Trusts have to provide 12 monthly files for each feed type, such as admitted patient care, emergency care, specialised ward care, outpatients, supplementary information, mental health provider spells and mental health care contacts. Additionally, they also submit a reconciliation file.

Practitioners spoken to by Healthcare Finance agreed that the submission problems were frustrating and would ideally have been found by testing. However, they were more concerned about whether the problems related to the sheer volume of data being submitted and whether there could be a knock-on impact in terms of delayed processing. The 2019/20 cost data was only released in June this year and then had to be republished after errors were found in the initial version.
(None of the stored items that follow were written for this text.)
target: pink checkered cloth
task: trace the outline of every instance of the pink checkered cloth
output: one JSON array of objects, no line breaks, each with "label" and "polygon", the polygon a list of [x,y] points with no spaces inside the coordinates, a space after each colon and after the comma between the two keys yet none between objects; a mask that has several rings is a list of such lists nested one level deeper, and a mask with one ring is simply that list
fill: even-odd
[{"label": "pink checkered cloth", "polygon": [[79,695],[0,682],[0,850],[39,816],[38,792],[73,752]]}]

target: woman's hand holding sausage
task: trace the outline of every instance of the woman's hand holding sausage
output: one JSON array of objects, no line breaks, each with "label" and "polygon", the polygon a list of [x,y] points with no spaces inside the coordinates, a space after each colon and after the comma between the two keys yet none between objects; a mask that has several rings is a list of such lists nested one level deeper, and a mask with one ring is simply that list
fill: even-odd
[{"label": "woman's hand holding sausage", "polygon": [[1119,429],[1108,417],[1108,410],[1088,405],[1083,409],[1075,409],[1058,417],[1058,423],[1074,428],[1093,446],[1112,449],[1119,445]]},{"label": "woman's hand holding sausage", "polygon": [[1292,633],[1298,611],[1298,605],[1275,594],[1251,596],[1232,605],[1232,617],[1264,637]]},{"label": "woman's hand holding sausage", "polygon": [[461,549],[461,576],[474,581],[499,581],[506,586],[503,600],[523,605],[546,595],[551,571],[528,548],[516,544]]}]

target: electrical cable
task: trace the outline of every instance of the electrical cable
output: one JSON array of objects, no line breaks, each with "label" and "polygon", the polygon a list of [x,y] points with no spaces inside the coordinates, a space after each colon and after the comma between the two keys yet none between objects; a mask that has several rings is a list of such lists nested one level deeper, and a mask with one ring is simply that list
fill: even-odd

NHS Digital’s John Winter told Healthcare Finance that the volume of data being submitted was not a factor in the system outages or with the mental health reporting issue. Investigations on the pending files issue were still being undertaken.

Mrs Laing said it was ‘too early to say’ if there would be any further impacts from the submission problems. But she said that the costing team and NHS Digital were meeting regularly and the team would continue to keep costing practitioners informed.

NHS England and NHS Improvement are currently exploring options for more frequent collection of cost data. However, there are still concerns that the methodology is too complex and that data is collected in a format that differs too much from that used locally by trusts. (See the HFMA Healthcare Costing for Value Institute’s What does good look like for costing in the NHS?).